Jack’s possible survival. Paul’s lies. Aric’s coming disappointment. Claws. Poison. Punishment. “I’m done.” With my bath. With waiting to vent this rage.

I stood in the tub, glaring when Aric used his speed to lift me and wrap a robe around me. “I can walk.”

“As you wish.” He slowly set me on my feet. Back in our room, I passed the full-length mirror, pausing to take in my appearance. My eyes were glassy, my cheeks pale. I didn’t look pregnant.

In the reflection, I spied the white bloom in a vase beside my bed, the rose plant Aric had grown from a seed after we’d had sex for the first time.

Over the millennia, he’d always carried a white rose on his standard. I’d painted one on the wall that overlooked our bed.

Was that budding rose one of those memory waypoints my grandmother had told me about? If so, what else did it signify?

Aric stood behind me and put his hands on my shoulders. For everyone else who’d ever lived, contact with his skin was lethal. For me, his touch was warm and pleasurable. Together we were different.

If Paul had given me a dummy shot, why wouldn’t I have gotten pregnant? After all the times Aric and I had had sex?

Potentially unprotected sex.

I swallowed thickly, then closed my eyes to take a mental inventory of myself, using the same power I’d used to find seeds deep in the earth.

Sensing, sensing . . .

I opened my eyes, staring into my own hollow-eyed gaze.
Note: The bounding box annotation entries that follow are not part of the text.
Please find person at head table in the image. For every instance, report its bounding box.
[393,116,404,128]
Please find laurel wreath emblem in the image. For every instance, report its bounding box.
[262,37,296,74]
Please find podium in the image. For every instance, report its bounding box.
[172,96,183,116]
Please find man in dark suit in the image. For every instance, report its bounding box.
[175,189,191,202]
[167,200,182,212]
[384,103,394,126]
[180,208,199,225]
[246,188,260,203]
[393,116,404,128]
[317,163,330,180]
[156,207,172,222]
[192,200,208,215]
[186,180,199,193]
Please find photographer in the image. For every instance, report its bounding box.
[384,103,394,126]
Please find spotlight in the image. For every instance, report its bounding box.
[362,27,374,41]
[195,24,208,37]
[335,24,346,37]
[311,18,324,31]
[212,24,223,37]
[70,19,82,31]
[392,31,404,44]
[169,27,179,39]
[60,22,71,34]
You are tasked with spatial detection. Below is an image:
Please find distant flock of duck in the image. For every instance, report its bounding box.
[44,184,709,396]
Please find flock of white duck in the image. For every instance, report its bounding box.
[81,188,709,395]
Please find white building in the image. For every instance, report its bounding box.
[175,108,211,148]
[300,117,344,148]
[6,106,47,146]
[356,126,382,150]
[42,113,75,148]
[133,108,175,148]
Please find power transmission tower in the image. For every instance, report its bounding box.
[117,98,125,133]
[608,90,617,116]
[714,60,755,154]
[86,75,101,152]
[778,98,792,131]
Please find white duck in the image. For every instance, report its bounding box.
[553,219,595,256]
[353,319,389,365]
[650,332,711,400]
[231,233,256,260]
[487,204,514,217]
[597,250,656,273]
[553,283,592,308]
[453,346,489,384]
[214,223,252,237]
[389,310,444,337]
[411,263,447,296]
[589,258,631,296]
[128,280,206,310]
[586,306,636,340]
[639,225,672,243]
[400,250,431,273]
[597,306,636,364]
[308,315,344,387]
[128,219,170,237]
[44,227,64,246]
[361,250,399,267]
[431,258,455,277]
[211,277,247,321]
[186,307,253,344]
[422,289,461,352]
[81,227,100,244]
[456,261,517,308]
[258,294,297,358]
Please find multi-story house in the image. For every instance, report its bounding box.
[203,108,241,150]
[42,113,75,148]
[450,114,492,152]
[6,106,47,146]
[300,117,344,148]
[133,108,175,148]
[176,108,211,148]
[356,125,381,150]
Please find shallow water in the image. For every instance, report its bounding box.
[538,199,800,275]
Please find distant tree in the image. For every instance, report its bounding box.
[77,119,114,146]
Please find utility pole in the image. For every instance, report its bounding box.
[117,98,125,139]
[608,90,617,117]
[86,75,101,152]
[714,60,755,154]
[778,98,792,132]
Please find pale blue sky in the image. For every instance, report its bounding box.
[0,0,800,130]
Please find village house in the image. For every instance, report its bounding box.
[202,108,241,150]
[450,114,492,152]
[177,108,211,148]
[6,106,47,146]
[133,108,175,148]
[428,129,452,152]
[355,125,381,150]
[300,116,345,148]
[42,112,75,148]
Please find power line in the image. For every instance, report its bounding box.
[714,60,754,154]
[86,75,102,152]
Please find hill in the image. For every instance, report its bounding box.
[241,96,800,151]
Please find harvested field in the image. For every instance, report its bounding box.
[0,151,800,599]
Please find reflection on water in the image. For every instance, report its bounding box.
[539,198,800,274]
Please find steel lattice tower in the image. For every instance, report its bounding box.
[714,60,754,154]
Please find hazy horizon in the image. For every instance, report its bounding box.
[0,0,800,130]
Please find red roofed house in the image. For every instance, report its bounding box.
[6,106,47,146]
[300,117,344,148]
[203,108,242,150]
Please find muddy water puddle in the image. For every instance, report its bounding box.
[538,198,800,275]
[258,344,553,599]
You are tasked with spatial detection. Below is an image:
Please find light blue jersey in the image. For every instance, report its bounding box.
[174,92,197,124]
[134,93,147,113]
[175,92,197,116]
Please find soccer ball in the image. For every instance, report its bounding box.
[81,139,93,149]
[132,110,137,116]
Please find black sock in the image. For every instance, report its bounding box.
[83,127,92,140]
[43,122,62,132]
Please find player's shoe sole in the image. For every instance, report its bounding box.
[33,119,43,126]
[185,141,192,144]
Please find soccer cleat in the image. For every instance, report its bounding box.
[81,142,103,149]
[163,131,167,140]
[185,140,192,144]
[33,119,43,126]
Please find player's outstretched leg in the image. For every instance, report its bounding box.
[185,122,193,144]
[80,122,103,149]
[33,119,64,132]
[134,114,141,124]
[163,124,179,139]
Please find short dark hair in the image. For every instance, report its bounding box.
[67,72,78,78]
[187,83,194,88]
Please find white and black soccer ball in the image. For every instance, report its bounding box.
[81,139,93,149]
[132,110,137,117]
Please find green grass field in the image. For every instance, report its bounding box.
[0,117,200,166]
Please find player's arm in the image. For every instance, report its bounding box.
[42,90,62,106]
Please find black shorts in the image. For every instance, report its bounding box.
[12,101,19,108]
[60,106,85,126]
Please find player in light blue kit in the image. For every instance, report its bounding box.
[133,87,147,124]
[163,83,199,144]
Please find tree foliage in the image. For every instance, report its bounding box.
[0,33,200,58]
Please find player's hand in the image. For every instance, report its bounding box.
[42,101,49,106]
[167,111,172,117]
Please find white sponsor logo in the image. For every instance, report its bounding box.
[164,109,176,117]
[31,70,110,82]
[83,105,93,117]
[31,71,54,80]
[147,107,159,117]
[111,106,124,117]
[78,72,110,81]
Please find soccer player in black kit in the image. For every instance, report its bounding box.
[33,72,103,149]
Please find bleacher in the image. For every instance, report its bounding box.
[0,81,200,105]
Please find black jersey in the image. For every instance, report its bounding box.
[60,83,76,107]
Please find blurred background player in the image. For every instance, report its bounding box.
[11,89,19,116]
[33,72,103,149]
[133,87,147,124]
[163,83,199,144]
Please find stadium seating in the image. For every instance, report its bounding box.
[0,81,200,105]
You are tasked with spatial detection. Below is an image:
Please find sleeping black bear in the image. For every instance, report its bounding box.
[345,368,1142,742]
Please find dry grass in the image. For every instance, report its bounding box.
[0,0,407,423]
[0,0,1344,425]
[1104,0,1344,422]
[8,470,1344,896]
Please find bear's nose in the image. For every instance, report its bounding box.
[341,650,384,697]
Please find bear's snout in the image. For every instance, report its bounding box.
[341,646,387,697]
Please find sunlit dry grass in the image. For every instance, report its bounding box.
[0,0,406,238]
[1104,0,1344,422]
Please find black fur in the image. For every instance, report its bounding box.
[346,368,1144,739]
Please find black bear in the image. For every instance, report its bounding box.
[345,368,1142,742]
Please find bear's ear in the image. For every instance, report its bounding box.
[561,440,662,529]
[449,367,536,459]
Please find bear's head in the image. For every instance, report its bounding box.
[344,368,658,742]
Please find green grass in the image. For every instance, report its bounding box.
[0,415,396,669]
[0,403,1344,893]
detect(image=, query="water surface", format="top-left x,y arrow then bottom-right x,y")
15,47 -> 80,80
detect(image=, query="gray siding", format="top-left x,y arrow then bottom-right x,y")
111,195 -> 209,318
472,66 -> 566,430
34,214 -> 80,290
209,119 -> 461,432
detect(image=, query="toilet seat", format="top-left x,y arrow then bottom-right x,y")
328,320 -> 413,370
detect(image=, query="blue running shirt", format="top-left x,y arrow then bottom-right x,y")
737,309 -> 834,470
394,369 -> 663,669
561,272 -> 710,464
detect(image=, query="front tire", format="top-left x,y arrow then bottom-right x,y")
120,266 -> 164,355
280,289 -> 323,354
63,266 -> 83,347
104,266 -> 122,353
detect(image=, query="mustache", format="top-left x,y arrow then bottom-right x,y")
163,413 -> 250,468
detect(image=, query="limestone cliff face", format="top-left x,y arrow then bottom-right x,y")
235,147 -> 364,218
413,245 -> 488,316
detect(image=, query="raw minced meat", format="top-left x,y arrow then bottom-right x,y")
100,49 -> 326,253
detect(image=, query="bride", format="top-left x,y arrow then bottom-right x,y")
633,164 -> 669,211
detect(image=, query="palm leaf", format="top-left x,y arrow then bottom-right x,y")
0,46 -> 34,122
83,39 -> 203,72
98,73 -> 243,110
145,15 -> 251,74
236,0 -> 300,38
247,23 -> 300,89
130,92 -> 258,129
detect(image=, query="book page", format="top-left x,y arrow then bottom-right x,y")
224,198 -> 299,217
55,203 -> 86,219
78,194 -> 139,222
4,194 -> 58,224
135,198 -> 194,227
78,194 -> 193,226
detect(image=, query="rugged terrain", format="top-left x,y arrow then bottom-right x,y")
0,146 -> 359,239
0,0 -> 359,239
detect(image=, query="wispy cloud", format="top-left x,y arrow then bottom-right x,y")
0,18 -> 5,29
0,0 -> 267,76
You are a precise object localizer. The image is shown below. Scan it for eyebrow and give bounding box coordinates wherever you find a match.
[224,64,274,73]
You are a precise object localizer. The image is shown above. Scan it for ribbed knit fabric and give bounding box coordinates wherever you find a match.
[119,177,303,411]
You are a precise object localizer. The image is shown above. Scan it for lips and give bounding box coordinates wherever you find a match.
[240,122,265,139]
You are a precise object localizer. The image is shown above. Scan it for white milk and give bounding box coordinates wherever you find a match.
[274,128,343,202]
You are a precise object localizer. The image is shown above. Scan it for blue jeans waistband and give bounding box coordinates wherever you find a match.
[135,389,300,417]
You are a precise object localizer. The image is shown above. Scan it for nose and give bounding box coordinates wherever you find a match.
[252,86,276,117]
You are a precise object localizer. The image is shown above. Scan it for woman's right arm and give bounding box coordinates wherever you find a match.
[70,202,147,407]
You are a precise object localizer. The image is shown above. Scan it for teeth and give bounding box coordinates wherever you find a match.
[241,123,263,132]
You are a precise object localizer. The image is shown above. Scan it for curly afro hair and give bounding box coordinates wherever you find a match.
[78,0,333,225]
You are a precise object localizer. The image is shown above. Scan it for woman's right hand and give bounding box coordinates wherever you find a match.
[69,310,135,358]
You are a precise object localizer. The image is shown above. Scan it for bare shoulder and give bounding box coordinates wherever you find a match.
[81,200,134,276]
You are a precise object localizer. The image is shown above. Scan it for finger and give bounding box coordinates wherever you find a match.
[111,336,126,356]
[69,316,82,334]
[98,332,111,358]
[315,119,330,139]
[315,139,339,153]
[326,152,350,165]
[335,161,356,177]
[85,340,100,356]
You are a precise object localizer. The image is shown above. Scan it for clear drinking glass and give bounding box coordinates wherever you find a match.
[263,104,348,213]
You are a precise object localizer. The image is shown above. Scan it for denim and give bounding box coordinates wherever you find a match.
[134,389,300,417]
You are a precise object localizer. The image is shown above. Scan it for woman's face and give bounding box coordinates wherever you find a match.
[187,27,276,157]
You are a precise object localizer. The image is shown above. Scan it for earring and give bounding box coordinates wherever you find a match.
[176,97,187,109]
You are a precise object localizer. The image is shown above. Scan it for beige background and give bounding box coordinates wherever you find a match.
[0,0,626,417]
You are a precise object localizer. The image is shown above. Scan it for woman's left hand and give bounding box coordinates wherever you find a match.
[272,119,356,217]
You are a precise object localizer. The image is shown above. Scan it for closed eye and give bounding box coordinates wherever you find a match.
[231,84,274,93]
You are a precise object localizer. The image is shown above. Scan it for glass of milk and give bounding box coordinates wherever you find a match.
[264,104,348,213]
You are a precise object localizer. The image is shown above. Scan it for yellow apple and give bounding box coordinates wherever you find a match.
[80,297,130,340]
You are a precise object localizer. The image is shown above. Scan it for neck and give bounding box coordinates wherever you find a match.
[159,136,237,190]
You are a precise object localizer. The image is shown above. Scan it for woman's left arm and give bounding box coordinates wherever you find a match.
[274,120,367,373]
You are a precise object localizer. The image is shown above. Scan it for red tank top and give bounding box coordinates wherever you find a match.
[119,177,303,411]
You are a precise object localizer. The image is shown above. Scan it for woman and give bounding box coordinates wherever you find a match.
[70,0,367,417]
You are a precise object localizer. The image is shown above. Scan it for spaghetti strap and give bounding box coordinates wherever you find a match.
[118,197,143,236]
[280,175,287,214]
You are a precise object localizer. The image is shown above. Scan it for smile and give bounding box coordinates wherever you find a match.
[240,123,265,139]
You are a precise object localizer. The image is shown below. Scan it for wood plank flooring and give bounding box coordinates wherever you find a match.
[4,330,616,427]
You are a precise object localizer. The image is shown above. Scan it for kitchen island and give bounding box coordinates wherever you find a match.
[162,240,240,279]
Oh, dear God. Something felt fundamentally off with me.

Another glance at the white bloom. Aric had planted more than a rose seed two months ago.

I was . . . pregnant.

“You perceive something, do you not?”

Life and Death had gotten together—how could I think there’d be no repercussions? Realization struck: I was always going to get pregnant by him. He was right; it did feel inevitable.

Didn’t mean Paul would escape my wrath.

Over the last several months, we’d been puzzled why my powers had grown weaker. Aside from the global destruction of plants, I’d blamed the Bagman bites I’d sustained or the weather—cold and lack of sunlight in the endless night. Aric had blamed my bottled-up grief over Jack.

Whatever the cause, a pregnancy couldn’t be helping things.

How would I contribute in the battle against Richter like this? I was now effectively benched—and would be for months to come.

Aric caught my gaze in the mirror. “Love, all will be well if you trust me.”

Paul had garnered my trust. The doctors in the mental ward had wanted me to trust them. Gran had. Matthew had. The Hermit had. Just tell me your story.

I was tired of trusting, could barely bite back that acid rage. The Empress didn’t get caged or contained.

Or compromised.

Aric had seen me as a bloodthirsty red witch in the past and must fear I’d return to form. He should.

If Paul had screwed with me, he’d die.

I told Aric, “I am pregnant.”

His eyes glittered with emotion. “So you are, little wife.”

I smiled into the mirror. “Which means I’m going to kill Paul.”